Inside Iowa State
April 16, 1999
Treat kids with respect
by Skip Derra
Children are smart and they should be treated that way, says WOI Radio's Charity Nebbe, producer and co-host of Chinwag Theater.
Chinwag Theater is a children's program, but you won't hear "kiddie music" or poems in cute little voices, Nebbe said. The whole idea behind Chinwag Theater, a story-telling, theme-exploring, family-friendly radio program, is to treat kids they way they should be treated -- with respect. The theater does, however, keep one eye dutifully cast on having fun.
The program, which airs Saturdays at 5 p.m. (WOI-AM 640), is the product of Nebbe and NPR veteran Daniel Pinkwater, who also is the author of more than 70 children's books. The two spend 30 minutes, spinning yarns, making points and laughing contagiously at each other's sometimes silly offerings.
"We wanted to create a program that was smart, respectful and challenging to kids," Nebbe said. "We wanted it to be a program that we would go out of our way to listen to, something that would fit the definition of 'good radio.' There are things on Chinwag Theater that kids will not understand. That is part of growing. It's part of exploring.
"When you listen to the program, you can tell we are having fun and we love what we're doing," Nebbe added. "That's why people enjoy listening. They have fun with us and they don't feel they are being insulted. Not to mention, it's funny."
Chinwag Theater, now in its second season, is syndicated to 50 stations across the United States. The show's topics are as wide-ranging as its listeners' demographics. The books read on the show sometimes go up to a 10- or 12-year-old reading level, but the age range of Chinwag Theater enthusiasts is far greater.
"The program can appeal to anyone from 7-year-olds on up," Nebbe says. "By up, I mean all the way up."
Chinwag Theater's audience includes a 3-year-old in San Francisco and an 83-year-old who has sent Nebbe fan mail.
"More than half our audience is families," Nebbe said. "Kids don't listen to the radio all by themselves. That's a fact. You aren't going to get a 4-year-old saying, 'I need my public radio.' So, one of our goals is to make it a program families can listen to and everyone in the family will enjoy. It is something that brings families closer together."
The show's format includes Pinkwater reading from a book (many of which are his own creations), followed by a conversation between the co-hosts. The conversation will include music -- primarily jazz, classical and folk -- and an eclectic mix of features such as poetry, commentary and humorous skits. The show is a mix of high-grade poetry and low-grade humor, Nebbe said.

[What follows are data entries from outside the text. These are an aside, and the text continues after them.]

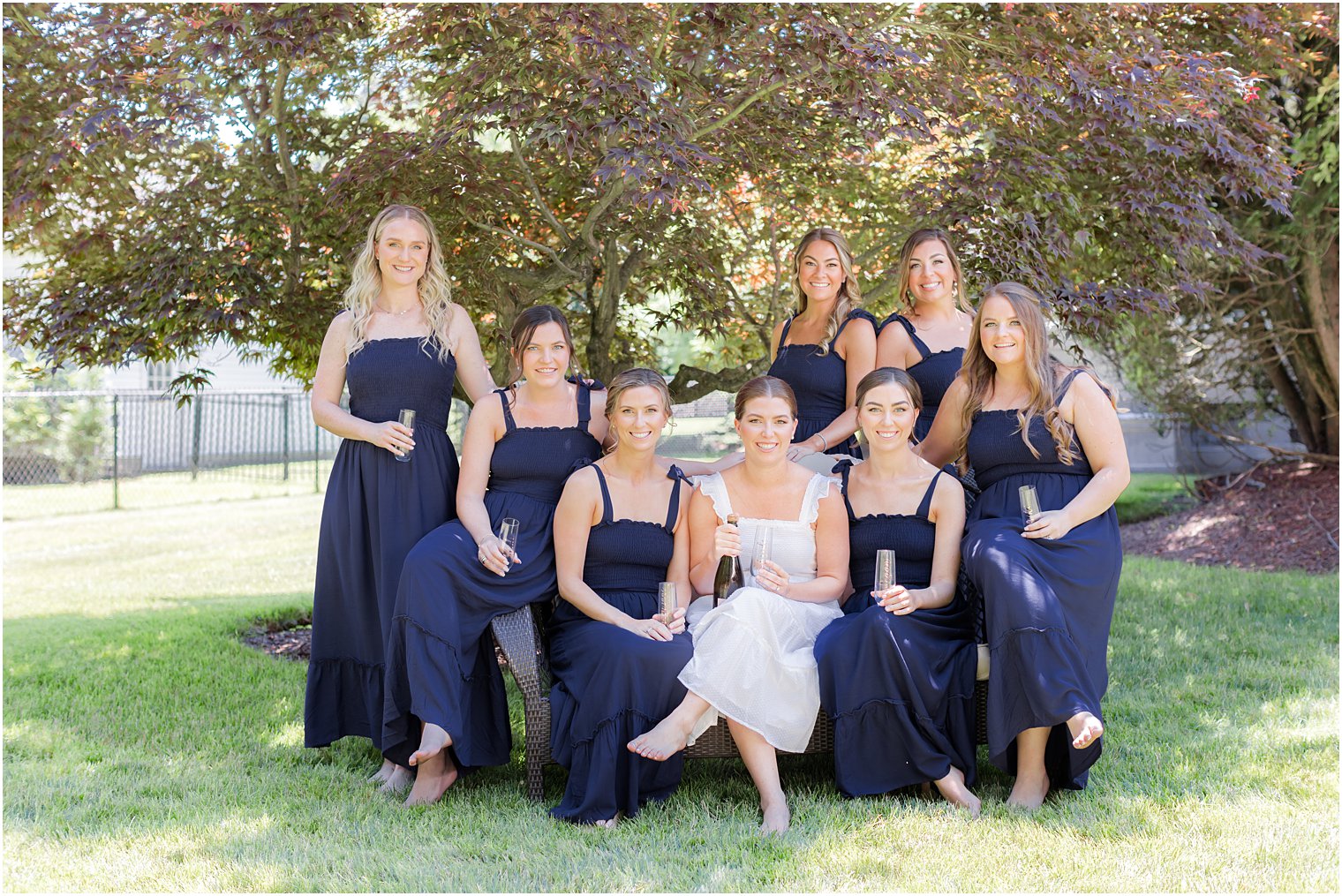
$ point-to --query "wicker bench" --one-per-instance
(521, 636)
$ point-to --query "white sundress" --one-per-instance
(753, 658)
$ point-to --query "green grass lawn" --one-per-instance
(147, 749)
(1153, 495)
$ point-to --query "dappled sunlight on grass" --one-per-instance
(147, 749)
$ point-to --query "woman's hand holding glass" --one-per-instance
(727, 541)
(394, 436)
(898, 599)
(1048, 524)
(652, 629)
(500, 552)
(772, 577)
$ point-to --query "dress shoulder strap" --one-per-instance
(674, 508)
(508, 410)
(717, 491)
(925, 505)
(843, 469)
(816, 488)
(607, 510)
(910, 329)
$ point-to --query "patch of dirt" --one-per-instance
(1274, 518)
(290, 639)
(293, 640)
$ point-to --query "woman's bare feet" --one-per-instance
(777, 817)
(666, 739)
(435, 769)
(1029, 792)
(397, 779)
(1086, 730)
(434, 739)
(957, 794)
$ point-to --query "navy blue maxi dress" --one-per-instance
(376, 508)
(898, 689)
(933, 374)
(820, 382)
(609, 684)
(441, 663)
(1048, 602)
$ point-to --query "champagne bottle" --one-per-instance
(729, 576)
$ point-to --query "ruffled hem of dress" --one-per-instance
(616, 731)
(1042, 705)
(908, 726)
(335, 687)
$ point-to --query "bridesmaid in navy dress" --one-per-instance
(621, 530)
(897, 671)
(396, 345)
(826, 346)
(1048, 586)
(444, 709)
(933, 312)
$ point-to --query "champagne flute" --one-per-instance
(763, 552)
(667, 601)
(885, 569)
(1029, 503)
(407, 420)
(508, 534)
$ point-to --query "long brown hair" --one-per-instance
(765, 388)
(1042, 374)
(849, 294)
(903, 298)
(890, 377)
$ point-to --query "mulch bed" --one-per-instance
(1271, 518)
(290, 639)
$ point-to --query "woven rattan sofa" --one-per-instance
(521, 636)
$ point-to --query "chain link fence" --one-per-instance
(74, 452)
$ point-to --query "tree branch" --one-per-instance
(753, 98)
(536, 191)
(541, 247)
(693, 382)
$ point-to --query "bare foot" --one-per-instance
(777, 817)
(434, 739)
(609, 823)
(1086, 730)
(1029, 792)
(399, 779)
(435, 776)
(665, 741)
(957, 794)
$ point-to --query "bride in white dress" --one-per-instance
(753, 659)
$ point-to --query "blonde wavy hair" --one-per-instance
(366, 284)
(849, 294)
(1042, 373)
(902, 296)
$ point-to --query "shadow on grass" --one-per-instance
(160, 728)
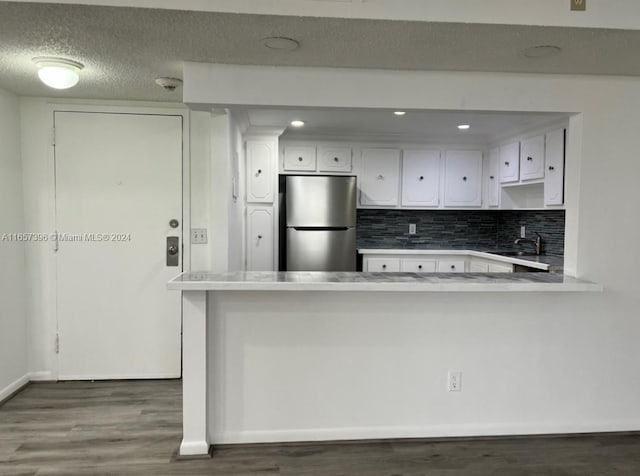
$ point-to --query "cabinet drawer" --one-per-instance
(334, 159)
(377, 265)
(300, 158)
(418, 265)
(500, 268)
(451, 266)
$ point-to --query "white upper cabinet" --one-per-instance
(261, 162)
(334, 159)
(510, 162)
(421, 178)
(300, 158)
(493, 179)
(379, 177)
(463, 178)
(532, 158)
(554, 175)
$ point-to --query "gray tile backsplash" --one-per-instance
(459, 229)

The attraction of the show is in the mix of ideas and interesting places the co-hosts take it. In the "Doodleflute" episode, Pinkwater read from his book of the same name. The story is about sharing. But when it was time for discussion, Nebbe and Pinkwater didn't mention the "S" word. Rather, they explored what was in Pinkwater's desk -- a plethora of wind instruments.
"The trick is to come up with a topic or several topics that are related to the story, but that still are surprising, entertaining and educational," Nebbe said. "We don't like to do the predictable thing."

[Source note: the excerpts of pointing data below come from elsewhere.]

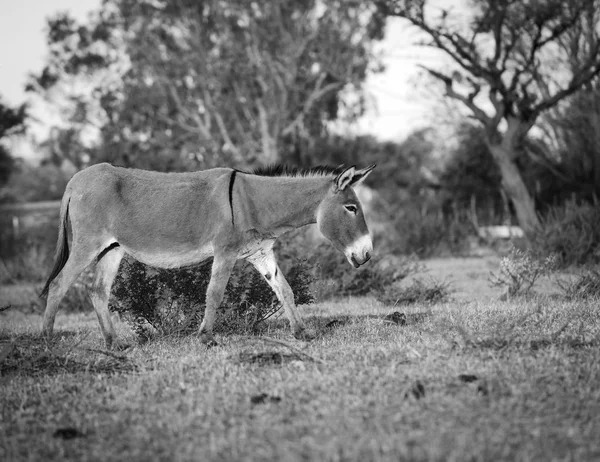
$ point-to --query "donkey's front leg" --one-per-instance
(265, 263)
(221, 270)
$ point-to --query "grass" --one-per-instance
(479, 380)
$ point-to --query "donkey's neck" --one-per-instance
(277, 204)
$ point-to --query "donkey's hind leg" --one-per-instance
(106, 270)
(221, 270)
(79, 259)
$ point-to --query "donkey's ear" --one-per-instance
(345, 178)
(360, 175)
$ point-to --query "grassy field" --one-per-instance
(471, 379)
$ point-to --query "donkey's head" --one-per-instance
(341, 220)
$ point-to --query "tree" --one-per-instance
(512, 49)
(11, 122)
(214, 81)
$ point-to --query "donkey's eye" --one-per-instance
(351, 208)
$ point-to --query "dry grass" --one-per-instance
(480, 380)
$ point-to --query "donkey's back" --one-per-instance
(162, 219)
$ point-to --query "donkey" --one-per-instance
(170, 220)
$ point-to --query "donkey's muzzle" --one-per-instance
(359, 252)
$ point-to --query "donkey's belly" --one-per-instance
(171, 258)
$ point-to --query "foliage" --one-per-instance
(505, 47)
(420, 291)
(585, 286)
(431, 231)
(470, 175)
(11, 122)
(183, 85)
(169, 302)
(519, 271)
(30, 183)
(570, 231)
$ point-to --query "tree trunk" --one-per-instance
(515, 188)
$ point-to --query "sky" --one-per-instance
(396, 104)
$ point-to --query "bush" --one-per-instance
(571, 232)
(337, 277)
(419, 291)
(586, 285)
(168, 302)
(430, 233)
(519, 271)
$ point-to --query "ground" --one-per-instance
(474, 378)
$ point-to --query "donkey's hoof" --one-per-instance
(208, 339)
(119, 345)
(305, 335)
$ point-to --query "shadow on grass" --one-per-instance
(32, 355)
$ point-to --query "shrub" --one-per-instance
(419, 291)
(519, 271)
(168, 302)
(586, 285)
(571, 232)
(429, 233)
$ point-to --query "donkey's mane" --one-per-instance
(290, 171)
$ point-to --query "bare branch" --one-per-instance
(468, 101)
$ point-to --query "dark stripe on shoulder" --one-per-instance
(231, 181)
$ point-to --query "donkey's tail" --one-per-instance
(62, 246)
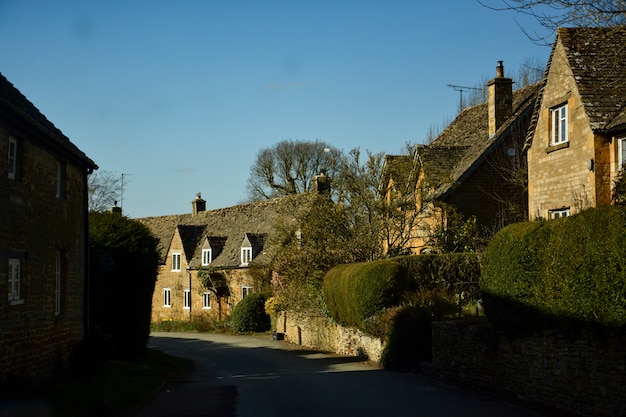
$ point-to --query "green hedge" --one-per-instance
(249, 315)
(441, 271)
(565, 273)
(355, 292)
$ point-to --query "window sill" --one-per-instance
(553, 148)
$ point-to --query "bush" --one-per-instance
(123, 262)
(355, 292)
(250, 316)
(567, 273)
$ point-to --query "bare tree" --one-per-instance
(552, 14)
(289, 168)
(104, 189)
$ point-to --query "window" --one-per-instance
(14, 280)
(187, 299)
(245, 291)
(559, 124)
(246, 255)
(167, 297)
(176, 262)
(57, 286)
(12, 158)
(206, 300)
(60, 180)
(621, 153)
(206, 257)
(555, 214)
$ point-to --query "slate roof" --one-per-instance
(458, 151)
(597, 57)
(12, 100)
(226, 229)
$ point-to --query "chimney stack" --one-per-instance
(500, 90)
(198, 205)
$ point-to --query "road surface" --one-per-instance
(254, 377)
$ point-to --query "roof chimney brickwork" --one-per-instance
(500, 90)
(198, 205)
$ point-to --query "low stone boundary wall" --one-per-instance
(323, 334)
(584, 376)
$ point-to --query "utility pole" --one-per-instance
(461, 89)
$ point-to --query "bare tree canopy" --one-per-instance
(104, 190)
(552, 14)
(289, 168)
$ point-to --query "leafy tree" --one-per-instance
(289, 168)
(123, 262)
(103, 189)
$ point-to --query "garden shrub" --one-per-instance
(566, 273)
(123, 262)
(355, 292)
(249, 315)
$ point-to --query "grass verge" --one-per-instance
(116, 388)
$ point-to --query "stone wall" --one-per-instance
(584, 375)
(323, 334)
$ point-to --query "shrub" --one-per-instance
(567, 273)
(355, 292)
(123, 262)
(250, 316)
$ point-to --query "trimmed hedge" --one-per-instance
(566, 273)
(441, 271)
(354, 292)
(249, 315)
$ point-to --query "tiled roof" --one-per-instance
(15, 102)
(225, 227)
(597, 57)
(464, 144)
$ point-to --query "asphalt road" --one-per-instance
(255, 377)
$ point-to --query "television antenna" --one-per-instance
(461, 89)
(122, 190)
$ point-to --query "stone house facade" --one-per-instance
(212, 259)
(43, 241)
(577, 142)
(476, 166)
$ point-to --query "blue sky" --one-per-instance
(181, 95)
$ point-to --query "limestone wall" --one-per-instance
(584, 375)
(323, 334)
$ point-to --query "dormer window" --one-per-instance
(559, 125)
(206, 257)
(246, 255)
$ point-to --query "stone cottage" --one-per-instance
(212, 259)
(476, 166)
(43, 241)
(577, 141)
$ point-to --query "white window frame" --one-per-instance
(246, 255)
(621, 153)
(207, 257)
(555, 214)
(206, 300)
(57, 285)
(559, 118)
(246, 290)
(167, 297)
(12, 158)
(15, 281)
(176, 261)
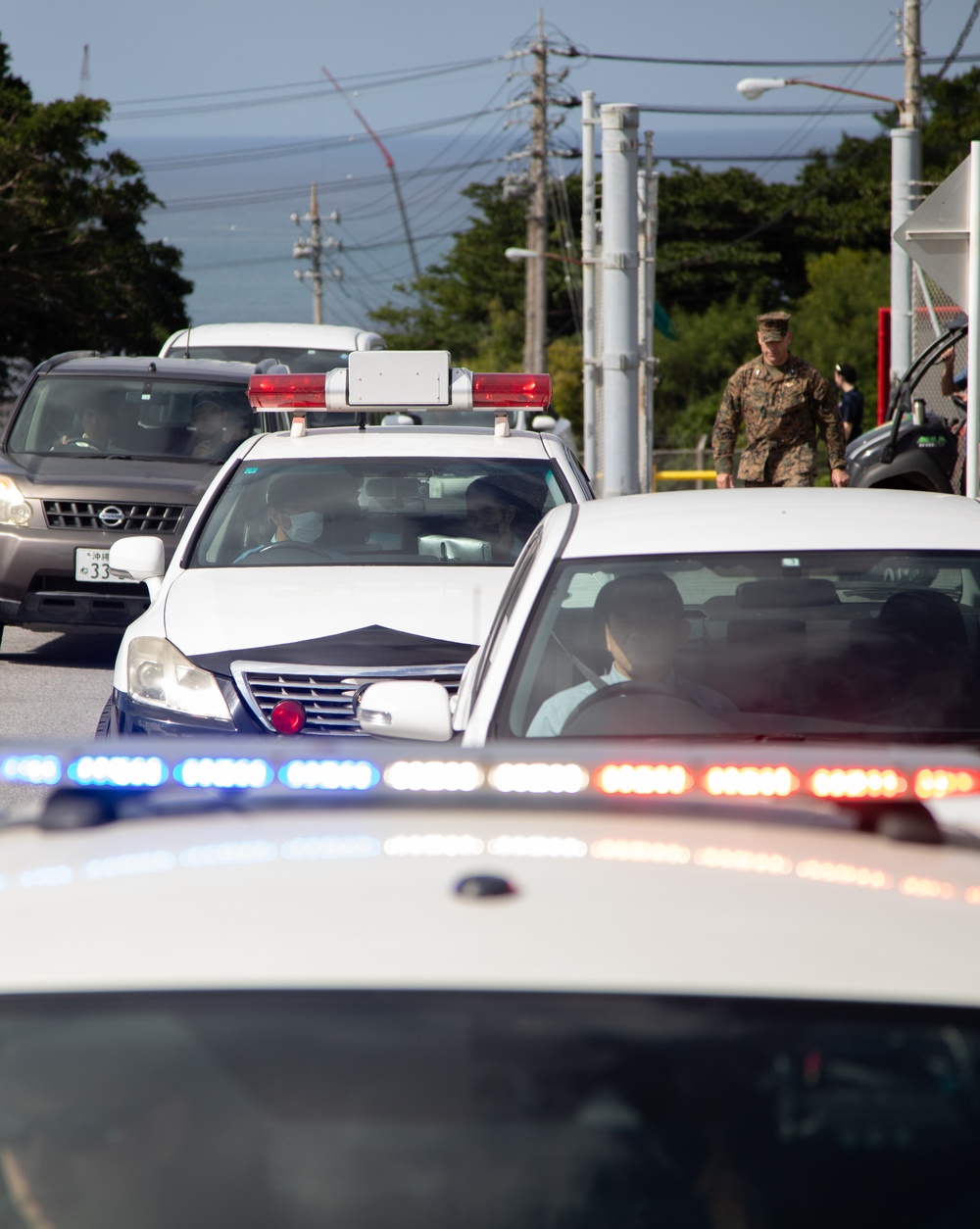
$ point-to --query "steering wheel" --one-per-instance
(283, 553)
(76, 441)
(640, 710)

Each program takes seven to 10 hours to brainstorm, plan, script, record and edit, Nebbe said. Some programs, those that don't come close to following the script, take far longer to edit.
While Pinkwater and Nebbe have been working on Chinwag (slang for "talking") for better than a year and their chemistry is apparent to listeners, the two have not met face-to-face. Recording is done over the telephone, with Pinkwater in Hyde Park, N.Y., and Nebbe in Ames.

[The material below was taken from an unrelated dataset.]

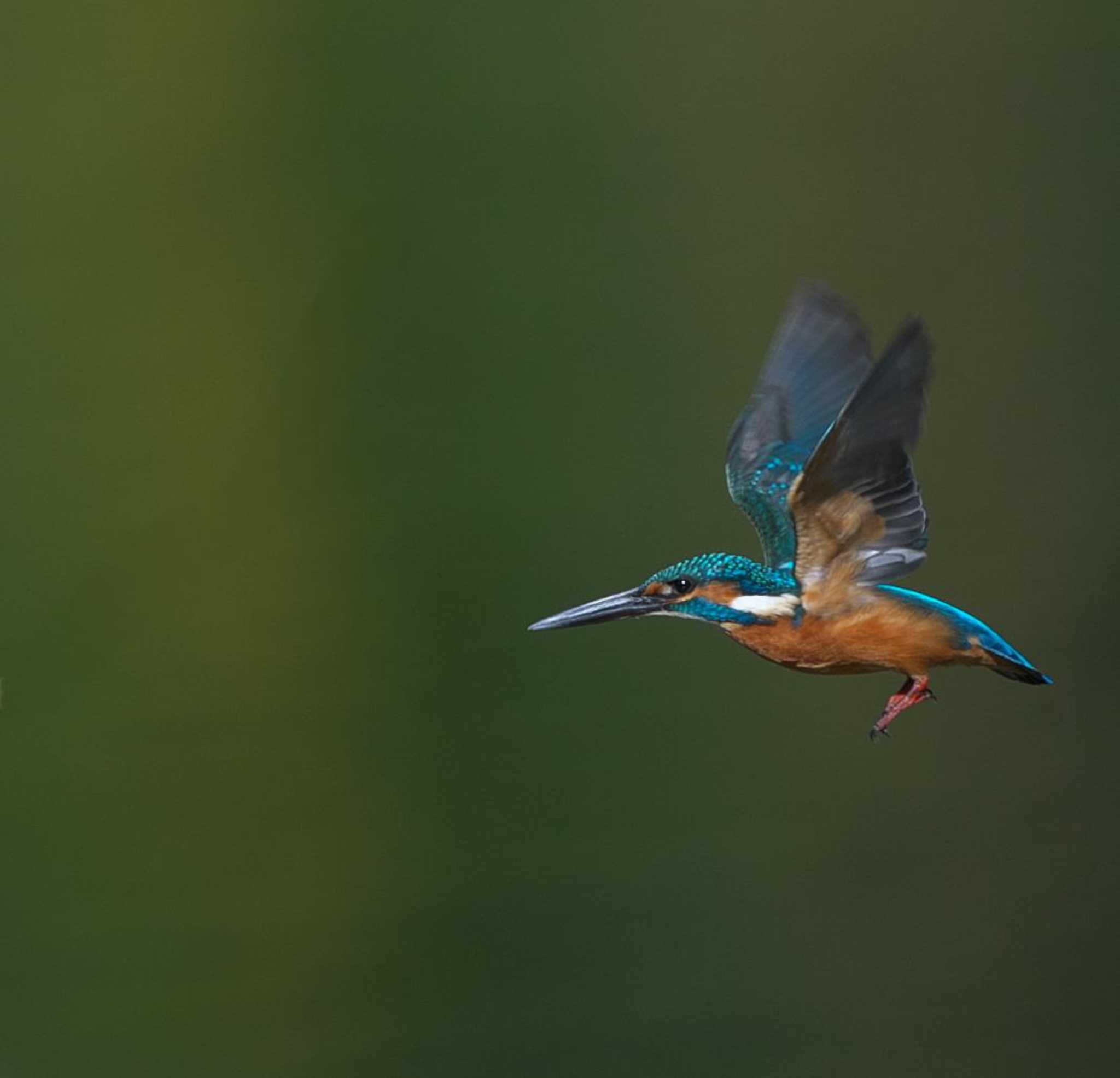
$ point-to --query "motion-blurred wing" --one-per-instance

"The best part is the recording because we have so much fun doing it," Nebbe said. "It's always exciting just to find out what's going to happen."
Until recently, Chinwag Theater had been an unsupported endeavor. The first year of shows (39 in all) was done on a $12,000 budget. Neither Pinkwater nor Nebbe was paid for the effort. Amazon.com will underwrite a good portion of this season's shows, including salaries for Pinkwater and Nebbe.
Now Nebbe wants to expand the listener base. With 50 stations in the fold (and no cancellations), the goal is to get to 100 stations by June 2000.
"We were very successful our first year," Nebbe said. "We are very proud of the product. Some say children's programming is never going to make you money, that nobody is going to carry it. I hope we are proving them wrong."